A consent order must be submitted or motion made to the court
In New Jersey, unlike many other states, there is no automatic emancipation at the age of 18. Instead for parents to be released of their child support obligations, a court order must be entered. This can be achieved by submission of a consent order to the court or the bringing of a post-judgment motion. A motion for emancipation can be a legal minefield.
Emancipation is a fact sensitive determination by the court
Emancipation is a fact sensitive determination by the court. The standard the court applies is "[w]hen a child moves beyond the sphere of influence and responsibility exercised by a parent and obtains an independent status on his or her own, generally he or she will be deemed emancipated." Bishop v. Bishop, 287 N.J. Super. 593, 598 (Ch. Div. 1995). The following are some but not all of the key concepts:
Reaching the age of 18 does not result in automatic emancipation
There is no specific age at which emancipation automatically occurs in New Jersey. Although 18 is the age of majority in New Jersey, reaching this age only provides prima facie evidence of emancipation, but is not determinative i.e. if there are reasons why a child should not be emancipated e.g. attending high school, college, then a court will not emancipate them and the parental support obligation will continue.

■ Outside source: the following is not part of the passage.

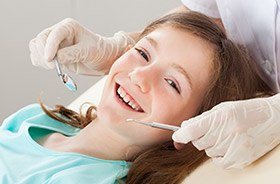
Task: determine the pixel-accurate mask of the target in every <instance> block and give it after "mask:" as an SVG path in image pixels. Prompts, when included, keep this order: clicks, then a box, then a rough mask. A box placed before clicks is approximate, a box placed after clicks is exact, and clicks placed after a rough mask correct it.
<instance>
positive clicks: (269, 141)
mask: <svg viewBox="0 0 280 184" xmlns="http://www.w3.org/2000/svg"><path fill="white" fill-rule="evenodd" d="M172 138H173V140H174V141H175V143H176V142H177V143H183V144H186V143H188V142H190V141H191V142H192V143H193V145H194V146H195V147H196V148H197V149H199V150H205V151H206V154H207V155H208V156H209V157H212V158H213V161H214V162H215V163H217V164H218V165H221V166H222V167H224V168H242V167H245V166H247V165H249V164H250V163H252V162H254V161H255V160H257V159H258V158H260V157H261V156H263V155H264V154H266V153H267V152H268V151H270V150H272V149H273V148H274V147H276V146H277V145H278V144H279V143H280V93H279V94H277V95H274V96H272V97H268V98H256V99H251V100H244V101H235V102H224V103H221V104H219V105H217V106H215V107H214V108H213V109H211V110H210V111H208V112H205V113H203V114H201V115H200V116H197V117H195V118H192V119H189V120H188V121H184V122H183V123H182V125H181V128H180V129H179V130H178V131H176V132H175V133H174V134H173V136H172Z"/></svg>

While parents are generally not required to support a child over eighteen, his or her enrollment in a full-time educational program has been held to require continued support. It is beyond the scope of this short guide to discuss the impact of part-time education, part-time employment, semesters off and gap years on whether a child should be considered emancipated. These situations are where emancipation becomes a fact sensitive issue and an attorney should be consulted.
Becoming pregnant or having a child is not automatic emancipation
Having a baby does not lead to automatic emancipation where the unemancipated child is still relying on parental support. A teenage, unmarried mother still living at home is unlikely to be declared emancipated. Again, each case is very fact sensitive.
Disability may require on-going support
Parents of a child who is unable to care for him or herself may have the support duty extended beyond the age of majority. Again the issue becomes whether the child has become independent or is able to become independent.
Marriage, entering the military or independent existence is emancipation
Children are emancipated and parents no longer have an obligation to support them if they become economically independent through employment, entry into military service, or marriage, and may be constructively emancipated if they, without cause, withdraw from parental control and supervision. Even if you think the principle is straightforward, grey areas frequently come up e.g. is entry to a military college such as West Point entry into the military or post-secondary education that requires an ongoing duty of support? The court in Bishop v. Bishop held that going to West Point constituted active duty in the United States Army and was therefore an emancipating event.
A child is emancipated in New Jersey when declared independent by the court. Many motions to emancipate are not black and white, but require the court to apply the case law to unique facts and view the totality of the circumstances. Even if a child is declared emancipated, the court has the equitable power to subsequently unemancipate. This area can be a legal minefield, so competent advice and representation should be considered.